SCROLLS (Standardized CompaRison Over Long Language Sequences) is the benchmark evaluating long-context language models on realistic NLP tasks requiring processing of complete documents — unlike Long-Range Arena's synthetic sequences, SCROLLS uses real-world text: government reports, TV scripts, legal contracts, scientific papers, and books, directly measuring the practical value of extended context windows for summarization and question answering.
What Is SCROLLS?
- Origin: Shaham et al. (2022), designed to complement LRA with natural language tasks.
- Tasks: 7 NLP tasks, each requiring processing long natural language documents.
- Context Length: 1,000 to 50,000+ words per input document.
- Modality: Pure natural language — no synthetic sequences, pixels, or byte input.
- Relevance: Directly tests capabilities needed by real AI applications (legal review, medical literature, book Q&A).
The 7 SCROLLS Tasks
Summarization Tasks (4):
- GovReport: Legislative and regulatory report summarization. Documents: ~9,400 words average. Summaries: ~550 words. Source: US Government Accountability Office.
- SummScreen: TV show script summarization.

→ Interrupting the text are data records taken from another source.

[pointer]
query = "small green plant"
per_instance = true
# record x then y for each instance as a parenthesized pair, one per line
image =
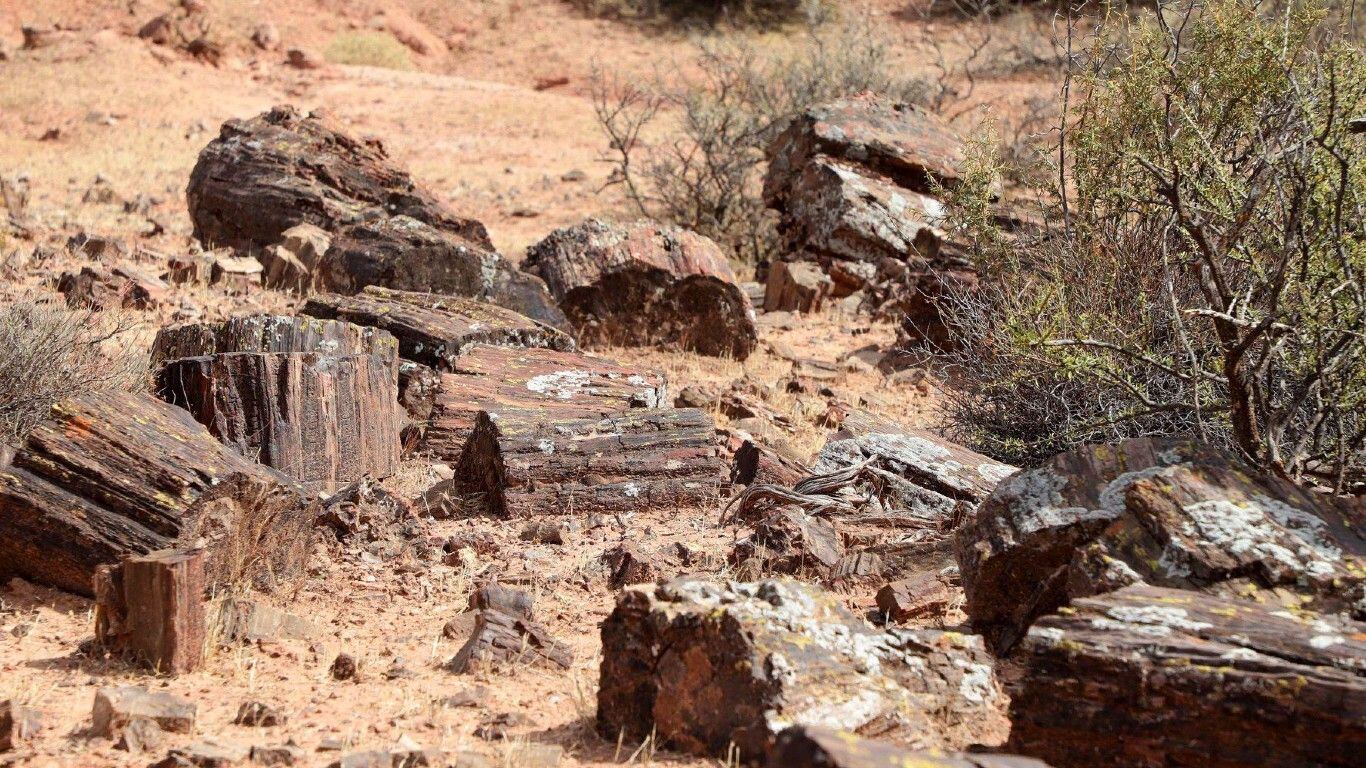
(369, 49)
(1201, 267)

Episodes range from 2,000 to 8,000 words; summaries are episode synopsis from fan wikis.
- QMSum: Meeting transcript summarization with query-based summaries — "summarize the discussion about budget constraints."
- QASPER (Summarization viewpoint): Summarize the findings of NLP papers.
QA Tasks (3):
- NarrativeQA: Questions over full books or movie scripts (20,000-80,000 words). Requires synthesizing information from the whole document.
- QASPER (QA): Answer specific questions about NLP paper content from the full paper including tables and figures.
- ContractNLI: Natural Language Inference over 50,000+ word legal contracts — determine if a contract clause entails or contradicts a general claim.
Why SCROLLS Matters
- Real-World Validation: SCROLLS demonstrates whether longer context windows translate to better task performance on text humans actually produce — not synthetic sequences.
- Context Window Arms Race Driver: SCROLLS scores directly motivated the extension from GPT-4's 8k context to Claude's 100k and then 1M context windows — each extension was justified by SCROLLS-style task improvements.
- Retrieval vs. Full-Context: SCROLLS enables head-to-head comparison between RAG (retrieve relevant chunks) and full-context models (process the entire document). For holistic summarization, full-context wins; for specific fact retrieval, RAG is competitive.
- Legal AI: ContractNLI represents a commercially critical application — automated contract review for law firms, procurement, and compliance requires exactly the capabilities SCROLLS measures.
- Scientific AI: QASPER measures whether AI can serve as a research assistant, answering questions about specific papers from their full text.
Performance Trends
| Model (Context) | GovReport | SummScreen | ContractNLI | NarrativeQA |
|-----------------|-----------|-----------|-------------|-------------|
| BART (1k tokens) | 36.2 | 26.3 | 62.4 | 10.1 |
| LED (16k tokens) | 57.5 | 32.1 | 68.1 | 20.6 |
| GPT-4 (8k tokens) | 61.2 | 38.4 | 78.3 | 34.0 |
| Claude 2 (100k tokens) | 67.8 | 43.1 | 85.9 | 48.2 |
| GPT-4 Turbo (128k tokens) | 69.4 | 44.8 | 87.1 | 52.3 |
Evaluation Metrics
- ROUGE-1/2/L: Summarization quality by overlap with reference summaries.
- Exact Match (EM) + F1: QA performance.
- Accuracy: Classification tasks (ContractNLI).
- Geometric Mean: The SCROLLS composite score uses geometric mean across tasks to prevent one easy task from dominating.
Limitations and Criticisms
- ROUGE Limitations: ROUGE correlates poorly with human judgments for abstractive summarization — good summaries can have low ROUGE if they use different vocabulary.
- Gold Standard Quality: Some reference summaries (SummScreen) are fan-written and may not represent ideal summarization.
- Fixed Contexts: SCROLLS documents are fixed-length — doesn't test dynamic context management (deciding what to attend to) as models scale to million-token contexts.
SCROLLS is reading the whole book for AI — a benchmark proving whether long-context windows deliver real-world value on the complete documents humans produce, directly driving the multi-year industry investment in 32k, 128k, and million-token context language model architectures.